Tue Jun 7, 2022, 09:58 PM
Jun 2022

People look at it, get bored with it, or just think it is too outlandish to ever get much support. But these people abandon basic Christian theology for an aberrant form of it that replaces the spiritual kingdom with one on earth, and they replace the new covenant of Christ with the Old Testament, including the belief that white Americans are a chosen race and God will hold their coattails and cheer them on when they pick up arms and murder their enemies. There are a lot of intersections here, with white supremacists, white Christian nationalists and the current strands of dominion theology, the revived Reconstructionism of Rushdoony in Calvinist circles, the "Kingdom Now" version of it among the Pentecostals and Charismatics, where the loony bin gets really scary, and Catholic Integralism, which has always been around in some form or another and which you see in Alito and Thomas, among others. Now it has intersected with Trumpism. In a United States under dominionist rule, Trump would be executed for his sins. But these people have succumbed to the temptation of power and wealth, and are willing to give a pass to an immoral, God-cursing, lying adulterer like Trump in exchange for what he can give them. There's nothing more worldly or corrupt than that.

All I can say is that these people better be taken seriously, and Americans better wake up to what they're up to. They have been a threat to the Christian church and they have turned much of it into an apostate, heretical cult. There are people within who have awakened to the danger, but dissenters among the Christian right are neturalized, punished with loss of income and property if that can be gotten away with, and silenced.

lees1975

(3,845 posts)
8. What would be nice is if this information, along with a couple of supporting interviews
Wed Jun 8, 2022, 01:01 AM
Jun 2022

would get picked up and taken seriously by someone at MSNBC, or CNN, and there were people who were willing to sound the alarm bells.

slightlv

(2,785 posts)
5. Do you mind if I pass this on?
Tue Jun 7, 2022, 11:17 PM
Jun 2022

I find it important enough I'd like others to read it as well. You have some very salient points in here, things I've been saying for years, but you have some (working) links in here to back them up.

BTW... sysop of an old FidoNet BBS, myself here. I miss those days, myself...!

teach1st

(5,934 posts)
7. Feel free to pass it on, slightlv
Tue Jun 7, 2022, 11:38 PM
Jun 2022

And thanks!

I remember those days. It took forever to download one picture! I still have most of my downloaded pics from way back then, when 14,440 was the cat's pajamas.

lark

(23,083 posts)
9. Todays Fundamentalists are simply Christofascists.
Wed Jun 8, 2022, 10:55 AM
Jun 2022

They use the name of God, but do not follow his teachings, not one bit.
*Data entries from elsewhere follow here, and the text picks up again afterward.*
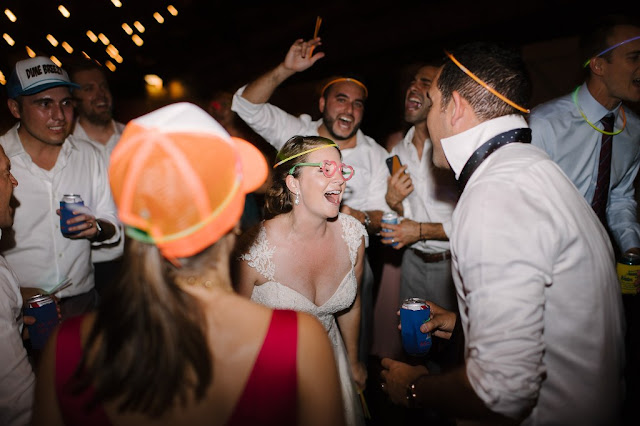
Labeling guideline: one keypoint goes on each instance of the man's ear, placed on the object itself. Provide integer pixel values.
(14, 107)
(457, 106)
(292, 184)
(321, 104)
(595, 65)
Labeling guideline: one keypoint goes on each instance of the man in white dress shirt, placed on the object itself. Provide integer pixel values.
(342, 106)
(425, 196)
(49, 163)
(540, 306)
(16, 375)
(95, 125)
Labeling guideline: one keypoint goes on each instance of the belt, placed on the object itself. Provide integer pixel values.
(432, 257)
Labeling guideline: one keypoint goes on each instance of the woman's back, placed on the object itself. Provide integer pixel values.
(238, 331)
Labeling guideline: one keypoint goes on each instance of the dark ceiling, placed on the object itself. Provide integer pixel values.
(214, 45)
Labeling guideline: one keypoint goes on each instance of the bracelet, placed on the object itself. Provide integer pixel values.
(412, 396)
(367, 219)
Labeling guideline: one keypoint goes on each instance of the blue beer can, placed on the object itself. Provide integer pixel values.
(389, 217)
(68, 204)
(413, 313)
(43, 309)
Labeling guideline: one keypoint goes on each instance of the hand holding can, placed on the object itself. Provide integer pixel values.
(69, 204)
(44, 309)
(413, 313)
(389, 217)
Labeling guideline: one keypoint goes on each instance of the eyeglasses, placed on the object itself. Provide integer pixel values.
(329, 169)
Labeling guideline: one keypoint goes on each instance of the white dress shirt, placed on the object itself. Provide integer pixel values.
(39, 255)
(17, 380)
(365, 191)
(559, 128)
(539, 298)
(106, 149)
(104, 252)
(434, 195)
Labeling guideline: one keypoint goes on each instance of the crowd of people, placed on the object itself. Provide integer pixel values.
(230, 264)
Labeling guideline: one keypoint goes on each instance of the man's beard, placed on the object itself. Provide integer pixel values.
(329, 122)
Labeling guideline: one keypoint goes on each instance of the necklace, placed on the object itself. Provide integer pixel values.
(624, 116)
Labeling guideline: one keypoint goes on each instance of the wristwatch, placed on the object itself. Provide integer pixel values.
(99, 228)
(367, 219)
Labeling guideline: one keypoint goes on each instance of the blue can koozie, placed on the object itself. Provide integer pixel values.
(68, 204)
(44, 310)
(389, 217)
(413, 313)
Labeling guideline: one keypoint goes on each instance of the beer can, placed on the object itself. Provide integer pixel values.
(628, 267)
(389, 217)
(413, 313)
(68, 204)
(43, 309)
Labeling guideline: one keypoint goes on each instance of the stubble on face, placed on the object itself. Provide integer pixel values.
(47, 117)
(436, 123)
(416, 105)
(343, 110)
(93, 98)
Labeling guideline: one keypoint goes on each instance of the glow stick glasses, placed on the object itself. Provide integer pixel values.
(329, 169)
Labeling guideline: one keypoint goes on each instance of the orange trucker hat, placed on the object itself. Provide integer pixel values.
(179, 179)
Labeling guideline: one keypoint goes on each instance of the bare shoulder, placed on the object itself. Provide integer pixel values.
(246, 240)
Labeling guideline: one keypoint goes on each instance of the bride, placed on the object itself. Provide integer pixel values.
(309, 257)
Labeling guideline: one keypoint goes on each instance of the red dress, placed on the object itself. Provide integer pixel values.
(269, 397)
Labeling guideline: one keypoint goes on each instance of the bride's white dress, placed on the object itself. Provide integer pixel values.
(277, 295)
What they follow are racist rich right wing fascists, the rest is just lipservice.

lees1975

(3,845 posts)
10. They have subverted many churches and they're going to do the same if they get control of government
Wed Jun 8, 2022, 02:40 PM
Jun 2022

which is one of the "mountains" where they are seeking influence.
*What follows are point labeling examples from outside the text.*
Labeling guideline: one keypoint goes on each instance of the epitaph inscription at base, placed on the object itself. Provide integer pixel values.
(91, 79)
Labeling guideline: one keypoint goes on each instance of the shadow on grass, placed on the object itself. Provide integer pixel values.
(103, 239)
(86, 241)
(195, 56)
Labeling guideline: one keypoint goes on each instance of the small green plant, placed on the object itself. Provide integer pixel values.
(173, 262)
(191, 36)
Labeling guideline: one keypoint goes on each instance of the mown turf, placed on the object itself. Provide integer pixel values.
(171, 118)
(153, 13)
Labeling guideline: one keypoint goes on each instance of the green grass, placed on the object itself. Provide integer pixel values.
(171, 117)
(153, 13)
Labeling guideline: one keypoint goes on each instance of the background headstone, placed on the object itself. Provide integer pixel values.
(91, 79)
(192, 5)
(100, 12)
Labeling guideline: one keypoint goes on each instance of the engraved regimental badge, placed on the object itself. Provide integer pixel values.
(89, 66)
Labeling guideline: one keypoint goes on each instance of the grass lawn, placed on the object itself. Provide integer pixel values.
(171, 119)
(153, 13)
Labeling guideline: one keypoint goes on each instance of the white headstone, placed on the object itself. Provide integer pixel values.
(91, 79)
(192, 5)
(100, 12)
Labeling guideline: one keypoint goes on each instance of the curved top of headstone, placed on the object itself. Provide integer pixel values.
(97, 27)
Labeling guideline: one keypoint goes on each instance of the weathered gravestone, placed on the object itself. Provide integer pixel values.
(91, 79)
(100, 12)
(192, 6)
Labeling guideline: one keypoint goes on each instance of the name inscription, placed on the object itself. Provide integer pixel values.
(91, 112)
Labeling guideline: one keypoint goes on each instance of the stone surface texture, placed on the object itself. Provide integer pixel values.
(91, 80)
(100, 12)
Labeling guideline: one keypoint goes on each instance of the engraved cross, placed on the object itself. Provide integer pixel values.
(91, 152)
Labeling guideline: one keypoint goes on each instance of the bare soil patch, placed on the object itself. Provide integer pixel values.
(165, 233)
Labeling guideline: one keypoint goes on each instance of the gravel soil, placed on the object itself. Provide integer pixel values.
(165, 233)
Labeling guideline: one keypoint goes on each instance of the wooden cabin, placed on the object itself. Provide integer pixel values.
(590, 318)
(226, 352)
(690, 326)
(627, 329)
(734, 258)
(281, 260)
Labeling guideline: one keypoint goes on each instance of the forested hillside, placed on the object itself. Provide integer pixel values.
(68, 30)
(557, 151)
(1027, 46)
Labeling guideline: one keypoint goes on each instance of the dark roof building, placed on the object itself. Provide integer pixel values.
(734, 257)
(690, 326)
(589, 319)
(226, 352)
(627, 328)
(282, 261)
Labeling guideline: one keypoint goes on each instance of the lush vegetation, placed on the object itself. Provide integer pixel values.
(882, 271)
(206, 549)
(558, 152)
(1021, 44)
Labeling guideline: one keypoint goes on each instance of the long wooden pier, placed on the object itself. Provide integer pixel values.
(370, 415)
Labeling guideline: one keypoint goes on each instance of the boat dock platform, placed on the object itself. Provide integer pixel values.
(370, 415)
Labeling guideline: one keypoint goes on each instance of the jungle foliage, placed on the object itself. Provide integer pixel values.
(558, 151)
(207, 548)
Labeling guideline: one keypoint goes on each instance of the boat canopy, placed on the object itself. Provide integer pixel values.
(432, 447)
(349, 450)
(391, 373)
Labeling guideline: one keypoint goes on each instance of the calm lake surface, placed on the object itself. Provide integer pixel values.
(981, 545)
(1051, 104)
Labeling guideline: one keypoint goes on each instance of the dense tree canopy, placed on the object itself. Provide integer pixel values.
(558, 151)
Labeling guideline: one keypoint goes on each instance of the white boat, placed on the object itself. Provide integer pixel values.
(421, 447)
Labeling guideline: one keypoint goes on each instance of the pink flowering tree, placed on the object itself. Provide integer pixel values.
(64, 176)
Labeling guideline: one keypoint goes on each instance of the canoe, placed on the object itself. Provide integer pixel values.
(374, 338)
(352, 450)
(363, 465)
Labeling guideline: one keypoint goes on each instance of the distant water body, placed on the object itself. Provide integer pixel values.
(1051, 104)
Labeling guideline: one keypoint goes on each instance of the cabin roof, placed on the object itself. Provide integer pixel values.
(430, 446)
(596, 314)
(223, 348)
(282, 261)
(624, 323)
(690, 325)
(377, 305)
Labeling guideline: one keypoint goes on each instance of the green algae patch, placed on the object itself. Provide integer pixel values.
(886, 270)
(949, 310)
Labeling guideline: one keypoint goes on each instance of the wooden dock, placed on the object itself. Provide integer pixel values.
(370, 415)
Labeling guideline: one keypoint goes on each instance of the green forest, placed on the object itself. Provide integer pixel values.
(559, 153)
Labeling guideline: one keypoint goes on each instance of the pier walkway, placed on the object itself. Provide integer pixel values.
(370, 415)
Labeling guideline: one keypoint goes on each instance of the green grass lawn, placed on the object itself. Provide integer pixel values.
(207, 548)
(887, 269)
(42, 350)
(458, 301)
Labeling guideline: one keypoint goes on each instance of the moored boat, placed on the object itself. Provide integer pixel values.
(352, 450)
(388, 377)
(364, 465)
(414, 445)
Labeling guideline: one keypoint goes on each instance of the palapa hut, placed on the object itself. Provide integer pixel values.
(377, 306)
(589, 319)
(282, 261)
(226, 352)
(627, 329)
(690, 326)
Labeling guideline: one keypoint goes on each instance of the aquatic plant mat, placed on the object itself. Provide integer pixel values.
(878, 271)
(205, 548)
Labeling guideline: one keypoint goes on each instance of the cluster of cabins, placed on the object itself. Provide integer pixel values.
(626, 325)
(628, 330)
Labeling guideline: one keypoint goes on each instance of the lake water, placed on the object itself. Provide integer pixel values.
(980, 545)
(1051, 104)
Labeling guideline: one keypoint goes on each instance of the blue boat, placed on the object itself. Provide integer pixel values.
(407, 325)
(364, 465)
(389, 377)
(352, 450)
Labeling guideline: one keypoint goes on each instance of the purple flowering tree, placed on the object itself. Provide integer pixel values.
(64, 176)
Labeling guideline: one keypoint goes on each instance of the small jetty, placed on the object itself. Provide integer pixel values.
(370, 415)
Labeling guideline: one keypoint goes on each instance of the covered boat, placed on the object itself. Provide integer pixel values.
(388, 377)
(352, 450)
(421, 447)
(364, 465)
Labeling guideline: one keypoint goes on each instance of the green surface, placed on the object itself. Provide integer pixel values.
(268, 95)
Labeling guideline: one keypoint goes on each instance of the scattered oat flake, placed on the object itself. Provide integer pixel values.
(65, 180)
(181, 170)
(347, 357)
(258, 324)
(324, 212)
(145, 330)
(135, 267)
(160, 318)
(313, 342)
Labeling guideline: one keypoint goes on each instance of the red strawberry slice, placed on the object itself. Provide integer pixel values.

https://baptistnews.com/article/donald-trump-jr-tells-young-conservatives-that-following-jesus-command-to-turn-the-other-cheek-has-gotten-us-nothing/#.YqDsjqjMJD8

Some Christians recognize the rhetoric and associated it with reconstructionism or dominionism or the "Kingdom Now" movement. It should be a grave warning to anyone who leads a church or a Christian ministry that the Trumps are trying to change Christian theology. And there has to be an ulterior motive and something in it for them.

lees1975

(3,845 posts)
12. To defeat this requires knowing something about it
Sat Jun 11, 2022, 12:15 AM
Jun 2022

and being able to refute it with facts. It falls on its face politically and it is contrary to orthodox, biblical Christian theology.